Asıl adı Yusuf Bin İzzeddin olan ve Mevlana Celaleddin-i Rumi’nin öğrencisi ile aşçısı olarak bilinen Ateşbaz-ı Veli’nin türbesi, Konya’nın Meram ilçesinde ziyaretçilerini ağırlıyor. Selçuklu mimarisiyle inşa edilen türbe, özellikle Şeb-i Arus dönemlerinde binlerce kişinin uğrak noktası oluyor.
TÜRBEDARLIK, AYNI AİLENİN EMANETİ
Ateşbaz-ı Veli’nin 1285’teki vefatının ardından yapılan türbenin bakımı, yüzyıllardır aynı ailenin fertleri tarafından üstleniliyor. Türbedarlık geleneği, resmi kayıtlardan da eskiye uzanan bir hizmet anlayışıyla sürdürülüyor.

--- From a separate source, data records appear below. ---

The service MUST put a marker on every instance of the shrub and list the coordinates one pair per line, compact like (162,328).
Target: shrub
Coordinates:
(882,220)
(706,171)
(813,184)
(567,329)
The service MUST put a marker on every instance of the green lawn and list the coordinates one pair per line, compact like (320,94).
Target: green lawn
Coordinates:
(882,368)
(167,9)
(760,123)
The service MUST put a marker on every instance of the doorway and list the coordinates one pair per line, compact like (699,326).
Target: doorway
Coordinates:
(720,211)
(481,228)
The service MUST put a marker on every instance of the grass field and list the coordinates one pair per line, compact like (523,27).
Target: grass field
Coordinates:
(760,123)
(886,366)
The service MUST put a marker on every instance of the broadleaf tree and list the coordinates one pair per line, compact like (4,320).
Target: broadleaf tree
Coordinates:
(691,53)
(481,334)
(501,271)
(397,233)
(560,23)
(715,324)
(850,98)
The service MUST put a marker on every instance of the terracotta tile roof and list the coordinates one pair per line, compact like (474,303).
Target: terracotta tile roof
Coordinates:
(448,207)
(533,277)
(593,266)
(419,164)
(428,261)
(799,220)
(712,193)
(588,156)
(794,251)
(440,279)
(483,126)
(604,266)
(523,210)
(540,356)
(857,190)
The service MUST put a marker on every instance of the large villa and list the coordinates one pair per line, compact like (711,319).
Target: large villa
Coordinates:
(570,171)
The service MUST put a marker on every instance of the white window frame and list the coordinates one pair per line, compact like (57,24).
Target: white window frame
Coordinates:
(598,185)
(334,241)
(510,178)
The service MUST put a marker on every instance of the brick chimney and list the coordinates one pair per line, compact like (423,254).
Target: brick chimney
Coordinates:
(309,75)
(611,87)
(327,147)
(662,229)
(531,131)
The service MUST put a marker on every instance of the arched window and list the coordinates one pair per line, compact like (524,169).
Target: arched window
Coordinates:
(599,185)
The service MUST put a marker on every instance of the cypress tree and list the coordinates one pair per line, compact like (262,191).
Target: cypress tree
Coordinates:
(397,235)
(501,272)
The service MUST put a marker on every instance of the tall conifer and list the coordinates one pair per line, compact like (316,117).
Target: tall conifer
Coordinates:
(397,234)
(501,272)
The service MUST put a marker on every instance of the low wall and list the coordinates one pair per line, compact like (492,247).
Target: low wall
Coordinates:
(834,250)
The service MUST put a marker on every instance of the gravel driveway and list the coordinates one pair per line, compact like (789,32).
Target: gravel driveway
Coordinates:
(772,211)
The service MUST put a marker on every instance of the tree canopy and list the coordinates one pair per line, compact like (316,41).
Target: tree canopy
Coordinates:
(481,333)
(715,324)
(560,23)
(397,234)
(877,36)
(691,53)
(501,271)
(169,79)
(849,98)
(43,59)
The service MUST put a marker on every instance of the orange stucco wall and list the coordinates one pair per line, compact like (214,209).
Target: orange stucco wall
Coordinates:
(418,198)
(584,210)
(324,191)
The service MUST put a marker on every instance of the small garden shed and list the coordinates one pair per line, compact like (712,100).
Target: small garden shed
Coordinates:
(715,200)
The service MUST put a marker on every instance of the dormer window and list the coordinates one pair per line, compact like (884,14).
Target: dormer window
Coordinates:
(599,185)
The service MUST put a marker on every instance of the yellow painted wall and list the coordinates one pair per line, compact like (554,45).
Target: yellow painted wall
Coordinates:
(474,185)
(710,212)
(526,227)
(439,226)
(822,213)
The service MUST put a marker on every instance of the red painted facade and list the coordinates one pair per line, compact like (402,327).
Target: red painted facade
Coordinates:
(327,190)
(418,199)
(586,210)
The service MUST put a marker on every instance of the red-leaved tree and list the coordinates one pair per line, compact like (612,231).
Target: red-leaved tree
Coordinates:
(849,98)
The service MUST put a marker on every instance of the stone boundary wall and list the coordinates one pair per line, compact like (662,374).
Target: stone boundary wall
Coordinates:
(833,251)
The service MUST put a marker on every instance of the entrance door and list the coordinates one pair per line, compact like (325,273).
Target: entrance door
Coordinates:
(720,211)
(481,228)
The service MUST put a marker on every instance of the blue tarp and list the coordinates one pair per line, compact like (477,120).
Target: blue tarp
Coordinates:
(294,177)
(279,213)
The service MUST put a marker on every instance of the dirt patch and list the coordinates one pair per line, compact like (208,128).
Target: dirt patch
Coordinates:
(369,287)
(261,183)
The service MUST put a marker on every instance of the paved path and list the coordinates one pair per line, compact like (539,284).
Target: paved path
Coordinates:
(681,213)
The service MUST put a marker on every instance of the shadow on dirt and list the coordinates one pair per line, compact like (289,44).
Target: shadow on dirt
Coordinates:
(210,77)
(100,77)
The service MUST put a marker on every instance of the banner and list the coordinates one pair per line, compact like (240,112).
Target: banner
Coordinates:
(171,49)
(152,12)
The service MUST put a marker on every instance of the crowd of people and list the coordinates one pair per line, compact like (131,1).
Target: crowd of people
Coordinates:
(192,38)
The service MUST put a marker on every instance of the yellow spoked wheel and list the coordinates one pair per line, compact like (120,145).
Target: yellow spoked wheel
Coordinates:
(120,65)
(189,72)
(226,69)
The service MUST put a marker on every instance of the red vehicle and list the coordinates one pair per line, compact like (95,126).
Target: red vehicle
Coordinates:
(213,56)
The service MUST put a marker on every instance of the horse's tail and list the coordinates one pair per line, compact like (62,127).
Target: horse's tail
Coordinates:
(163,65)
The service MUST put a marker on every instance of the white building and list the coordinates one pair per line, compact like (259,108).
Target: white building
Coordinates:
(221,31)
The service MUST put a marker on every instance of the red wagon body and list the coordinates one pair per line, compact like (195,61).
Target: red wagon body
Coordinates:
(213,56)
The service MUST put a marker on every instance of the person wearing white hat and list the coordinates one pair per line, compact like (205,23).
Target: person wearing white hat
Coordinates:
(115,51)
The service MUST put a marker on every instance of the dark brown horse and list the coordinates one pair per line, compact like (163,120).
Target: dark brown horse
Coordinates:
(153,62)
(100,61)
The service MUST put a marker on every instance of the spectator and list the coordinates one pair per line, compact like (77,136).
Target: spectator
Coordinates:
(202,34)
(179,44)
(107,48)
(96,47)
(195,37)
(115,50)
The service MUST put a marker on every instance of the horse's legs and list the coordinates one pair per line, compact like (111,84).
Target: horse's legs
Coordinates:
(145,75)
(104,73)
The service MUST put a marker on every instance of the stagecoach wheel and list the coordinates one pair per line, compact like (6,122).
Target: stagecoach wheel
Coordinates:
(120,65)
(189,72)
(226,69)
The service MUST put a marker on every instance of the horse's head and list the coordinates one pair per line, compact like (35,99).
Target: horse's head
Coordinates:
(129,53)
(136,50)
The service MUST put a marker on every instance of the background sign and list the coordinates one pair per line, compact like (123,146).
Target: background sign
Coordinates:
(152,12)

TUZ İKRAMI GELENEĞİ SÜRÜYOR
Türbeyi ziyaret eden ve Mevlana’nın Ateşbaz-ı Veli için ettiği duayı bilenler, yanlarında getirdikleri tuzu bırakırken, türbeden de bir miktar tuz alıyor. Bu tuzun, Mevlana’nın duasının bereketini simgelediğine inanılıyor.
“NİYET, PAYLAŞMAKTIR”
Türbenin bakımını üstlenen Hüseyin Bekleyiciler, bu geleneği annesi ve ablasından devraldığını belirterek, türbedarlığın bir nasip işi olduğunu söyledi. Türbede doğup büyüdüğünü anlatan Bekleyiciler, ziyaretçilere hem Ateşbaz-ı Veli’yi anlattıklarını hem de tuz ikram ettiklerini ifade etti.
MEVLANA’NIN DUASI VE TUZUN HİKAYESİ
Mevlana’nın Ateşbaz-ı Veli’ye hitaben yaptığı duayı aktaran Bekleyiciler, “Mevlana, ‘Bugünkü yemekler odun ateşiyle değil, aşk ateşiyle pişmiş’ der. Bu duadan sonra ‘Ateşbaz’ ismiyle anılır. Mevlevilikte Ateşbaz makamı en üst makamlardan biridir. Mevlana’nın duasında, ‘Senin tuzundan alan huzur bulsun’ ifadeleri yer alır. Bunun üzerine Ateşbaz-ı Veli, ‘Bir kazan yemekte bir çimdik tuzum olsun’ der” diye konuştu.

“TUZU BİLENLER GETİRİR, BİLMEYENLER GÖTÜRÜR”
Asıl önemli olanın tuz değil, niyet olduğunu vurgulayan Bekleyiciler, geleneğin özünü şu sözlerle anlattı:
Tuzu bilenler getirir, bilmeyenler götürür. Buradaki kural paylaşmaktır. Sizin getirdiğiniz tuzu bir başkası alır. Böylece hem hayır işlemiş hem de hayra vesile olmuş olursunuz. Biz de bu hizmeti Allah rızası için, aynı edep ve anlayışla sürdürmeye çalışıyoruz.
Asırlardır devam eden bu gelenek, Ateşbaz-ı Veli Türbesi’ni yalnızca bir ziyaret noktası değil, paylaşmanın ve maneviyatın simgesi haline getiriyor.